I'm fairly sure I've still got a copy somewhere - but bet it won't run on a Windows 7 PC... (and I'd have to find a 5.25" drive somewhere)
They should relaunch it - it'd run easily on a mobile phone/tablet nowadays.
Admin
Admin
Admin
Red Alert 2, I assume you mean. Frank Klepacki has GREAT music to work to.
Admin
I worked in a company where this sort of thing was done. But it wasn't pipes, it was something called Night Bird.
Admin
If you are going to quote hisory...get it right. ASR-33's used 110 baud modems (10cps, but 11 bits per char), then came 300 baud modems (30 cps, now and forever 10 bits per character). Extra bonus point for what 134.5 baud was used for, and why!
FWIW: I still own (And occasionally turn on) a 1968 DEC PDP-8/e along with 3 ASR/33 and a few DecWriters (LA120's). PArtialy for the "good old days" feeling, partially to heat the basement, and dry out all the dampness...
Admin
All pipes shorter than 1/8" (3 mm) are very uneconomical to use, requiring many joints. They are generally known as washers.
Joints in pipes for piping water must be watertight. Those in pipes for compressed air, however, need only be airtight.
Lengths of pipes may be welded or soldered together. This method is not recommended for concrete or earthenware pipes.
Other commodities are often confused with pipes. These include: conduit, tube, tunnel, and drain. Use only genuine pipes.

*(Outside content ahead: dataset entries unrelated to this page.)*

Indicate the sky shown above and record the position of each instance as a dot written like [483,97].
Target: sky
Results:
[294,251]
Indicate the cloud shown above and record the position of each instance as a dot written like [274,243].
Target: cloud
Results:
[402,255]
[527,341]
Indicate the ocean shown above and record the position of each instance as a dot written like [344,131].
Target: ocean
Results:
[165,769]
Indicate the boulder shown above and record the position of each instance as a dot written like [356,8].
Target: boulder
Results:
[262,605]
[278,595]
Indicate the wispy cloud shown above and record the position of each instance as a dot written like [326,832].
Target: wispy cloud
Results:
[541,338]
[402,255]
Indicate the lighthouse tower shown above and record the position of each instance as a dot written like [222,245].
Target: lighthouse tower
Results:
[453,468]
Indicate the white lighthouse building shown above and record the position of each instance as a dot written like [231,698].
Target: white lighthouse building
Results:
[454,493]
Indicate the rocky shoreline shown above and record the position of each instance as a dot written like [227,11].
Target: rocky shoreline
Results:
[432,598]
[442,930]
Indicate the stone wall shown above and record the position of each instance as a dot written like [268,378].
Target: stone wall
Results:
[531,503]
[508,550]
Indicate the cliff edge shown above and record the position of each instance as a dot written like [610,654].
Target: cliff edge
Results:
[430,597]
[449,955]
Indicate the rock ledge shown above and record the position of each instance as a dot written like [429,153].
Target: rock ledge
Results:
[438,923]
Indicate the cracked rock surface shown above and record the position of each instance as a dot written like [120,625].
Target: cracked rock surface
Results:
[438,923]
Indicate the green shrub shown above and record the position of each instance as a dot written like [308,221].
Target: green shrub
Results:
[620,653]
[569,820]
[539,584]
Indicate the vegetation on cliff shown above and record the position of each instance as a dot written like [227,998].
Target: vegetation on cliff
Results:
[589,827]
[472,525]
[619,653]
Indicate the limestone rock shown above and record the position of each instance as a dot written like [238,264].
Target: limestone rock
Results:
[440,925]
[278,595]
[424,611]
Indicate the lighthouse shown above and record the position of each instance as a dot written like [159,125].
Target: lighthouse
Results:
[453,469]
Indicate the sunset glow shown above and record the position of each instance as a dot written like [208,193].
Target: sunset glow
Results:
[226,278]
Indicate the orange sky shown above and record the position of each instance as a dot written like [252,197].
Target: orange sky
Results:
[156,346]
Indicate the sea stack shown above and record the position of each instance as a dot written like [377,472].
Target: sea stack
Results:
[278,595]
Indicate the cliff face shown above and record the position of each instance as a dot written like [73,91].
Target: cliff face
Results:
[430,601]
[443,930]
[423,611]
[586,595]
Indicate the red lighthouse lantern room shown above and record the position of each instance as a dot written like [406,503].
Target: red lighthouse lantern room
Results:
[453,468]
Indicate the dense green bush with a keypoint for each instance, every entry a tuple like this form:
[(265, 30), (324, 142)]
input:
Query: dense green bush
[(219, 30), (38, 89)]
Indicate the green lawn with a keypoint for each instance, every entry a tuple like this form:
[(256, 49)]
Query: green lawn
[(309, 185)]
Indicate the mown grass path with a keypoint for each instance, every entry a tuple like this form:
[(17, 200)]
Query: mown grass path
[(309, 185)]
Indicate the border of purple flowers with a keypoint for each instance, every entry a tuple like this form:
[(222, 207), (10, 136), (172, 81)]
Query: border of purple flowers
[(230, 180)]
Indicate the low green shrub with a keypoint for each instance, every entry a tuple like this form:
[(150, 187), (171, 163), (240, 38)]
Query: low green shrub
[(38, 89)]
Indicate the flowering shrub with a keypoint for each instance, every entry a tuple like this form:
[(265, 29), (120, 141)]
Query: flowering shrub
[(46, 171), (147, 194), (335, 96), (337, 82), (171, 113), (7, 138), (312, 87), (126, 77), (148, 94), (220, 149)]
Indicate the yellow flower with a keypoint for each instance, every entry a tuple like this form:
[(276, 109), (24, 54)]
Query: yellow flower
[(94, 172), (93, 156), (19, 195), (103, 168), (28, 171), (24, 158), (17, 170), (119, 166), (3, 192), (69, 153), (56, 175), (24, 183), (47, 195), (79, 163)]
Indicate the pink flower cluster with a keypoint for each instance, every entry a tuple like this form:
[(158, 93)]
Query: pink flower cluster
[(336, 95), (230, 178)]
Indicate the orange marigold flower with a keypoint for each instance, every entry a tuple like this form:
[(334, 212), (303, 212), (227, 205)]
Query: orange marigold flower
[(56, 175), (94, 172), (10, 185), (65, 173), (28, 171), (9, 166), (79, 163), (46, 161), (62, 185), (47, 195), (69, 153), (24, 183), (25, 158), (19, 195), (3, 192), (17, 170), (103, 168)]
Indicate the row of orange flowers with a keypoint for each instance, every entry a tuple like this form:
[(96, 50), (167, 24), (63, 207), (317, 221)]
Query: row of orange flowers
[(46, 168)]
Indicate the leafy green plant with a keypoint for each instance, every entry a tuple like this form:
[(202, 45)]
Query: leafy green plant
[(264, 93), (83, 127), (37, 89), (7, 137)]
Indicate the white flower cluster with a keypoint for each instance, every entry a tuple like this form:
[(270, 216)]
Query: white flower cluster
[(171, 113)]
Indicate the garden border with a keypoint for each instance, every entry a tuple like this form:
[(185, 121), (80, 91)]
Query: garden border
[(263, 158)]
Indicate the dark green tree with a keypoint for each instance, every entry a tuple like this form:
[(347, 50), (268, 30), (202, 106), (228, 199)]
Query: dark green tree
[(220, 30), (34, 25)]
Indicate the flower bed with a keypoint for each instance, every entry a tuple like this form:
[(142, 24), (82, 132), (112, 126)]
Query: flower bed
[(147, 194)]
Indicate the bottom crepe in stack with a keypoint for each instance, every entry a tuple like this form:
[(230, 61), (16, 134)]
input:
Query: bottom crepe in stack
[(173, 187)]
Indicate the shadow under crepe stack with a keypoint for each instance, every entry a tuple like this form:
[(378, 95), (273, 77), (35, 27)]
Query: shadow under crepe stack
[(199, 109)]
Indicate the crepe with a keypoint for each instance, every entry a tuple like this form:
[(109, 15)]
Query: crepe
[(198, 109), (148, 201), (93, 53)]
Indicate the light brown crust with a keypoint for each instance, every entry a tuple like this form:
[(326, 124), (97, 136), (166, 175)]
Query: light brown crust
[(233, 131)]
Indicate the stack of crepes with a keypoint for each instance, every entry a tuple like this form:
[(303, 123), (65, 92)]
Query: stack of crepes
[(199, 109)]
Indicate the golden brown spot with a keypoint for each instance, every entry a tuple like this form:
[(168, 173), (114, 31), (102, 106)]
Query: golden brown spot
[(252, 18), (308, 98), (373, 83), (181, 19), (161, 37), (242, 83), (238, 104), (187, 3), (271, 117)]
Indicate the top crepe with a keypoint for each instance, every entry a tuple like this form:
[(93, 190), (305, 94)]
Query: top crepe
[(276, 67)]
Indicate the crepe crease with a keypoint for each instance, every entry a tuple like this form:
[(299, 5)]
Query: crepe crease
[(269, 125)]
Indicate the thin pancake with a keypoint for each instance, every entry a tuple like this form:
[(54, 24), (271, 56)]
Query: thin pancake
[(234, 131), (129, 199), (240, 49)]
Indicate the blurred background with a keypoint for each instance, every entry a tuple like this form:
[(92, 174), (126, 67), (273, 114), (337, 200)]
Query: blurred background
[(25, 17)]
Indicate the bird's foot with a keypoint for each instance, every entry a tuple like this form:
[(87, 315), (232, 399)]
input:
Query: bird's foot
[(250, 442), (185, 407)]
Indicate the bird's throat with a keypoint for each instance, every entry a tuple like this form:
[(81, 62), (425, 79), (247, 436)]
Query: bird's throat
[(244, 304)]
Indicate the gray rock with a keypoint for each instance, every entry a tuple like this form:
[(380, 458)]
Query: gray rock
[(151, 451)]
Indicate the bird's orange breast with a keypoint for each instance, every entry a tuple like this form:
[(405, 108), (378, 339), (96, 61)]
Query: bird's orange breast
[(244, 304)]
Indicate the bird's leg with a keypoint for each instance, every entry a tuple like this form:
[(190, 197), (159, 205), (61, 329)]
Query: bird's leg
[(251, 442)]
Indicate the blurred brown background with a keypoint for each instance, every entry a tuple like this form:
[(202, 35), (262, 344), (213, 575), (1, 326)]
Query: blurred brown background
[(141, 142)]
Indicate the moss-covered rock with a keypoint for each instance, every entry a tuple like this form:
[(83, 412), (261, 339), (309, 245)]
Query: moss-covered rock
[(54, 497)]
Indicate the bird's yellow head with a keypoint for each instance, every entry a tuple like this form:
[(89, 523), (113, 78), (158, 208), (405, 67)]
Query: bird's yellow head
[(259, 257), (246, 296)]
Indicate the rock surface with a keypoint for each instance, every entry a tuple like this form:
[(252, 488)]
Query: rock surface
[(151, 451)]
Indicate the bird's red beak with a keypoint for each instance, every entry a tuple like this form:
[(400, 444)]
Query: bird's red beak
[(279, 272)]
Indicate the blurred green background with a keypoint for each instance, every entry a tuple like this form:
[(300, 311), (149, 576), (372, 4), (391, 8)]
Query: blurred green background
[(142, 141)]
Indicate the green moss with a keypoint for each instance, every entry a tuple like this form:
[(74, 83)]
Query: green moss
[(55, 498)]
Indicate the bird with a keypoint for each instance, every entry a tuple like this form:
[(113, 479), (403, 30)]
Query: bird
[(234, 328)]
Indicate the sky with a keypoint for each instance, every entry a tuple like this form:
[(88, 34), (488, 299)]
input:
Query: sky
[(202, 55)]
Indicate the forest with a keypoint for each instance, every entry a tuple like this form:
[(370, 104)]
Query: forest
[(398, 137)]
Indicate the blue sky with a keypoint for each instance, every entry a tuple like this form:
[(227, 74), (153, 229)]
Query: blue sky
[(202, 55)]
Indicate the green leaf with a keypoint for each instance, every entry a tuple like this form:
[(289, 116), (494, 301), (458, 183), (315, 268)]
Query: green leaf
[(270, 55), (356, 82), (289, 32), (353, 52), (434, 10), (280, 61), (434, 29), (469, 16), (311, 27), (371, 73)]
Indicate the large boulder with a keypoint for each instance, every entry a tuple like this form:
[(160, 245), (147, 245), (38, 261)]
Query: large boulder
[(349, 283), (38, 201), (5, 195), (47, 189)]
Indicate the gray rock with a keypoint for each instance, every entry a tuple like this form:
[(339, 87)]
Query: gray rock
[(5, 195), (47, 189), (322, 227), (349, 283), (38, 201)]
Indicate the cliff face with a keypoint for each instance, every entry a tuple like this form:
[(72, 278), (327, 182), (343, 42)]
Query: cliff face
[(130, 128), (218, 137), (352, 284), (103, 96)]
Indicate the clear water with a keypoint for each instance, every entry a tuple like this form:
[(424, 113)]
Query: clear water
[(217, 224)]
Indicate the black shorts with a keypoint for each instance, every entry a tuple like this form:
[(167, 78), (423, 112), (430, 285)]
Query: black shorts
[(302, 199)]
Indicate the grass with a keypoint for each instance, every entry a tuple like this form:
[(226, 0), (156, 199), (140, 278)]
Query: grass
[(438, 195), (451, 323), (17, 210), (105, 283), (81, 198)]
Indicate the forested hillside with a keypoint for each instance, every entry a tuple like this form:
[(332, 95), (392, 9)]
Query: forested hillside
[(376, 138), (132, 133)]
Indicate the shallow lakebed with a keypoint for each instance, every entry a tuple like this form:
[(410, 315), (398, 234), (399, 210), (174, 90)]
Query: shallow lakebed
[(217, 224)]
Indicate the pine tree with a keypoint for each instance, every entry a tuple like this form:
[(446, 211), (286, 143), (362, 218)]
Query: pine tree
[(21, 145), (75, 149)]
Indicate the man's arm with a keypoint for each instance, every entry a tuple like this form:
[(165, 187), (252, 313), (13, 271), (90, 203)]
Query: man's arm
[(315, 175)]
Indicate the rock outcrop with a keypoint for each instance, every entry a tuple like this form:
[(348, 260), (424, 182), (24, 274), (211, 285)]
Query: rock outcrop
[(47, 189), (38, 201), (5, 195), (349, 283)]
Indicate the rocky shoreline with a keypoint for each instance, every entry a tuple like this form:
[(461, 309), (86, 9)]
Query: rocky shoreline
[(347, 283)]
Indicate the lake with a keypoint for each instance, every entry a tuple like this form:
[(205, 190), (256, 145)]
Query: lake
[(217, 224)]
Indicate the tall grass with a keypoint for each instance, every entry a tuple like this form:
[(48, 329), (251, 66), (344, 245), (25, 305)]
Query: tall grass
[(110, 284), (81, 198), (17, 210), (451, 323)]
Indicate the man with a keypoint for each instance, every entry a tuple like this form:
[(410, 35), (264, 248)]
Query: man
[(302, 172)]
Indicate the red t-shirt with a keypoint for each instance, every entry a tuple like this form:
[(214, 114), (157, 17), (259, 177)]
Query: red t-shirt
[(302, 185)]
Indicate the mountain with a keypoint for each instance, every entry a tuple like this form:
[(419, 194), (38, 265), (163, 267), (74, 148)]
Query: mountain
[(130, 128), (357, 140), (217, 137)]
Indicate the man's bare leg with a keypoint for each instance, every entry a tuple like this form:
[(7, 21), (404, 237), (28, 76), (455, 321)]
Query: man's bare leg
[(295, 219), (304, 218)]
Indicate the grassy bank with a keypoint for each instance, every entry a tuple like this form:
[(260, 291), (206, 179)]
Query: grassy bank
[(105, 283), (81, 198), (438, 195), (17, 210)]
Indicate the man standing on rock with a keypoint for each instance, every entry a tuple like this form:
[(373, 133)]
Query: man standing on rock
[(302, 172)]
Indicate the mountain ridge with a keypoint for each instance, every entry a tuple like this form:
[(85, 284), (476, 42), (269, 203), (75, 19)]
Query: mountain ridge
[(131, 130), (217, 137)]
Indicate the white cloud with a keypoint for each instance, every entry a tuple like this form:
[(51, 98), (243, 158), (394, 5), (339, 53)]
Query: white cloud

Scottish Regiments in the Army use Army pipes in unusual ways. These are not approved of in engineering circles.
Admin
Admin
The solution is simple. Dual-VGA switch, second PC running only pipes screen saver.
Admin
It would run easily on a phone? Interesting for a game that wouldn't even run on a damn PC half the time!
Admin
Captcha: secundum - don't forget to plug the secund, um, power supply back in when you're, um, done moving the server.
Admin
Incidentally, my captcha is something that also regards sound cards. I just don't remember what Gravis was back then.
Admin
I remember that issue well, we had a long running engineering simulation which used to take a 30 minutes to run so we had a dedicated workstation in the corner and pipes kept getting turned on because everyone always wanted to play "spot the teapot" - every now and then instead of a normal junction it would display a teapot.